In St. Louis, I don’t think there’s a huge flower culture. For my generation especially, we didn’t grow up having flowers in our houses all the time and didn’t grow up sending flowers to a friend when they’re going through a hard time or to congratulate them. But a lot of people do. Across the world, there are a lot of places where flowers are a love language. For St. Louis, we’re trying to reintroduce the idea that flowers can make you feel good, whether it’s for yourself or by giving them to someone else. We’re trying to make that happen in a fun, less intimidating way than going to a traditional florist.
Guided: What do you want to bring to St. Louis through Rudy’s?
When the idea for Rudy’s first came up, I was still working at the International Institute, so I was still in the nonprofit mindset. I thought that this would be a great thing to allow me to have my own job, set my own work hours, and decide how much money I wanted to make. It would give me more flexibility and control over my life. But another part of that was realizing that this is something that St. Louis doesn’t have. … I thought that if we could bring a flower truck to St. Louis, it would be a unique, positive experience for the city, something that would hopefully attract people to come into to see St. Louis for the beautiful city that it is. I want to motivate people to experience St. Louis by having our flower truck here.
Guided: What flowers do you recommend during these off-season wintertime months?

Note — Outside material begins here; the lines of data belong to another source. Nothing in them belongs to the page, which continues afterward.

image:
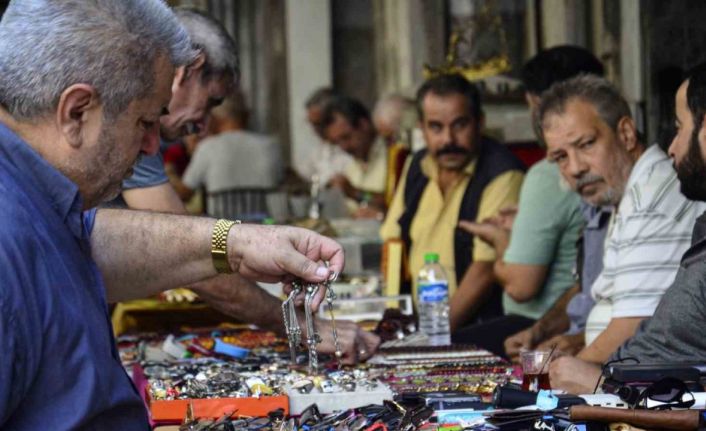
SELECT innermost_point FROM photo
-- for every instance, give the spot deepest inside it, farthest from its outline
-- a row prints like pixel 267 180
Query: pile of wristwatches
pixel 374 417
pixel 214 378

Right now, I’m really more into dried flowers, so we do sell dried flower bundles. We lose flowers in the summer because it’s hot, so we will dry those out and sell them during the fall and winter months. You can keep dried flowers forever, so they’re a good investment. I’m also really drawn to whites and blues right now. Anemones are a flower we have available in our bouquets for delivery right now. They’re a white flower with a black center that’s very pronounced. In the winter time, I think you want dried flowers or neutral, very low maintenance flowers.
This interview has been edited for clarity and length.
Images courtesy of Rudy’s Flower Truck.